However, despite an investigation in its nascent stages, world leaders have determined there is no dispute. Assad did it, even if it makes no sense from a strategic standpoint to gas civilians when winning a war and give the opposition a massive propaganda victory.
The Obama administration, along with Democrats and Republicans, faced a similar moment on August 21, 2013, when a sarin attack occurred just outside of Damascus. The administration believed the attack was committed by the Syrian government. Obama was forced to confront remarks he made about a "red line" that, if crossed, would change U.S. policy.
But in 2015, journalist Seymour Hersh exposed the flaws in the official narrative around the attack and linked the sarin back to Turkish intelligence, which shipped chemical weapons components to "anti-government rebels."
Former CIA analyst Ray McGovern wrote:
In Antakya, senior Turkish, Qatari and U.S. intelligence officials were said to be coordinating plans with Western-sponsored rebels who were told to expect an imminent escalation in the fighting due to "a war-changing development." This, in turn, would lead to a U.S.-led bombing of Syria, and rebel commanders were ordered to prepare their forces quickly to exploit the bombing, march into Damascus, and remove the Assad government.
A year earlier, The New York Times reported that the Antakya area had become a "magnet for foreign jihadis, who are flocking into Turkey to fight holy war in Syria." The Times quoted a Syrian opposition member based in Antakya, saying the Turkish police were patrolling this border area "with their eyes closed."
A bill, the Authorization for the Use of Military Force Against the Government of Syria to Respond to Use of Chemical Weapons, was drafted and pushed by the Obama administration in the Senate and the House. Overwhelmingly, citizens were opposed to increased intervention.
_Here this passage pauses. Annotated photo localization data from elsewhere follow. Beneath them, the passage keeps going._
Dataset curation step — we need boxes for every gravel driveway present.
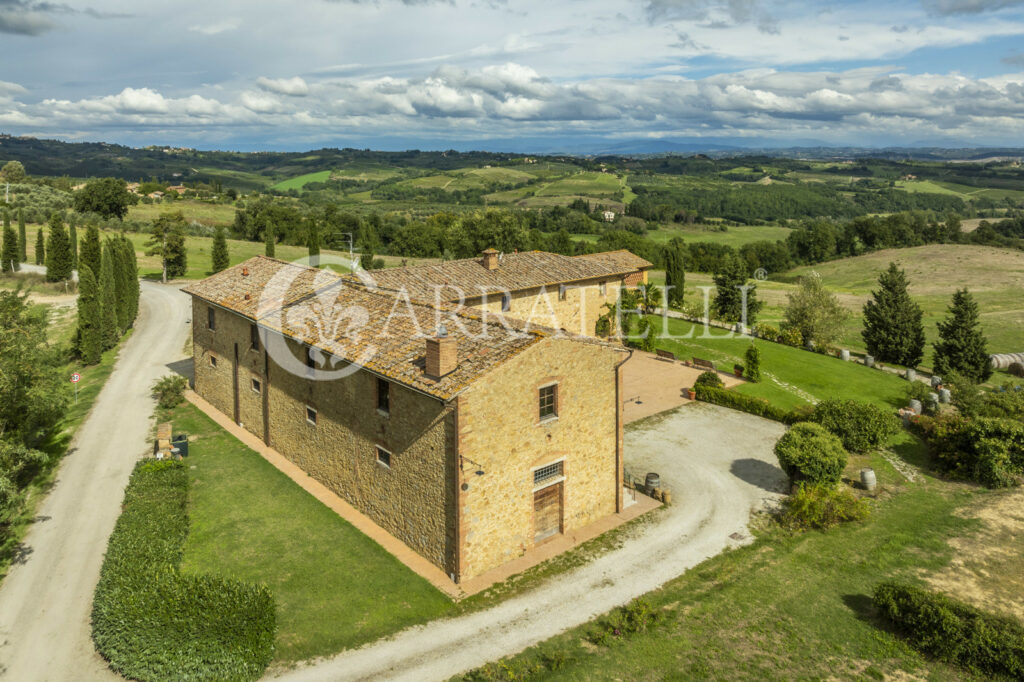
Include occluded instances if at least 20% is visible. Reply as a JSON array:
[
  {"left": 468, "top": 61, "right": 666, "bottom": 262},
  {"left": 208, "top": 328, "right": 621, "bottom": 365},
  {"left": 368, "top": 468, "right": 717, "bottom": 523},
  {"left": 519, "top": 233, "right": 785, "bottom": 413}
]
[{"left": 273, "top": 402, "right": 788, "bottom": 682}]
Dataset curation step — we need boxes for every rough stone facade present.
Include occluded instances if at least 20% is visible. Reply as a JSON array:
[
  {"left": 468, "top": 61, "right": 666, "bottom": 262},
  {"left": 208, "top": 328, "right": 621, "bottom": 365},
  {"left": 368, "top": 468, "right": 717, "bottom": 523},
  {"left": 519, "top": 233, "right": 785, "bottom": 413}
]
[{"left": 467, "top": 278, "right": 621, "bottom": 337}]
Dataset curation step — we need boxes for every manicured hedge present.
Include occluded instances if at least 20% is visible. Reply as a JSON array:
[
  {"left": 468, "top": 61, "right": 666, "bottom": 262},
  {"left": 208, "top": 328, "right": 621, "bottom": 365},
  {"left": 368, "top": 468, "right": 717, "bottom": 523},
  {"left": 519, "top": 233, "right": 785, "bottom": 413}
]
[
  {"left": 694, "top": 384, "right": 799, "bottom": 423},
  {"left": 92, "top": 460, "right": 276, "bottom": 682},
  {"left": 774, "top": 422, "right": 848, "bottom": 485},
  {"left": 809, "top": 399, "right": 900, "bottom": 453},
  {"left": 873, "top": 582, "right": 1024, "bottom": 678}
]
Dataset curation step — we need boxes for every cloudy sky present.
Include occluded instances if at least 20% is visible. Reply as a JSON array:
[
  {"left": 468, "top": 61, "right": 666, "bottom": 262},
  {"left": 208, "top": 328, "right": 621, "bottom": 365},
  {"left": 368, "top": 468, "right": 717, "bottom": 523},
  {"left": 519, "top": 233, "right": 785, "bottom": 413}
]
[{"left": 2, "top": 0, "right": 1024, "bottom": 151}]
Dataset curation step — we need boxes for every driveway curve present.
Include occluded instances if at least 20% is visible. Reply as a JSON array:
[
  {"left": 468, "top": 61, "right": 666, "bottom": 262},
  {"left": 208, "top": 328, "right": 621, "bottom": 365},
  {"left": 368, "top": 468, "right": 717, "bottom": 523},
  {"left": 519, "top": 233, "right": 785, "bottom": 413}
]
[
  {"left": 274, "top": 403, "right": 788, "bottom": 682},
  {"left": 0, "top": 281, "right": 190, "bottom": 681}
]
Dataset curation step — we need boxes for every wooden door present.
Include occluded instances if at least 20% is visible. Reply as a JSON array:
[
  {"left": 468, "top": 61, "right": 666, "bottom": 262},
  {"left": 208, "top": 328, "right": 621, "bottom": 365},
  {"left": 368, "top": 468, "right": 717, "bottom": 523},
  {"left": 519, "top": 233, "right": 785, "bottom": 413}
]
[{"left": 533, "top": 483, "right": 562, "bottom": 543}]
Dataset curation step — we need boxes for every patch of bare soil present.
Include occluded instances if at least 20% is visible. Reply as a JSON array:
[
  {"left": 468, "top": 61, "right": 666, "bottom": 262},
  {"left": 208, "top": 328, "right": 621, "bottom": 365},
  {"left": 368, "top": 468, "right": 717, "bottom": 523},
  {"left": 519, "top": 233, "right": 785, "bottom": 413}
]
[{"left": 923, "top": 487, "right": 1024, "bottom": 620}]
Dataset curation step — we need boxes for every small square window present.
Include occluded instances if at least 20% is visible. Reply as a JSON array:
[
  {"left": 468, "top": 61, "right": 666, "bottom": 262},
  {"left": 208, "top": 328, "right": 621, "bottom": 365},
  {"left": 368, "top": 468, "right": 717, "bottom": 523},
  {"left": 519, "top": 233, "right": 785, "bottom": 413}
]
[
  {"left": 599, "top": 281, "right": 607, "bottom": 296},
  {"left": 501, "top": 292, "right": 511, "bottom": 312},
  {"left": 251, "top": 378, "right": 261, "bottom": 394},
  {"left": 376, "top": 446, "right": 391, "bottom": 468},
  {"left": 539, "top": 384, "right": 558, "bottom": 421},
  {"left": 209, "top": 355, "right": 218, "bottom": 368},
  {"left": 207, "top": 307, "right": 216, "bottom": 330},
  {"left": 558, "top": 284, "right": 567, "bottom": 301},
  {"left": 306, "top": 406, "right": 317, "bottom": 425},
  {"left": 377, "top": 377, "right": 390, "bottom": 414},
  {"left": 250, "top": 323, "right": 259, "bottom": 351}
]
Representative Alan Grayson estimated the "margin among Democrats right now in the House [was] four-to-one against. The margin among Republicans [was] over 10-to-one against."
There was opposition across party lines with Democrats like Senator Tom Udall contending pursuing this policy would move the U.S. toward "greater involvement in the Syrian civil war and an increasing regional conflict."
"This is a very complicated sectarian civil war. Some of the rebels share our values and want an open society. Many others are allied with al Qaida and a greater threat to the United States than President Assad ever was. U.S. military involvement, no matter the limits at this point, will likely only pull us towards greater involvement, and with no clear endgame," Udall stated.
A deal negotiated by the U.S. and Russia to turn over chemical weapons stockpiles for destruction and to sign on to the Chemical Weapons Convention averted proposed military operations. It also spared Obama defeat in the House.
The same arguments against intervention, which moved the public to oppose war in 2013, remain valid. In fact, the public should want to know for certain that al Qaida-linked militants, which control the area where the attack occurred, were not responsible before the U.S. further retaliates against Assad and draws the U.S. deeper into the Syrian conflict.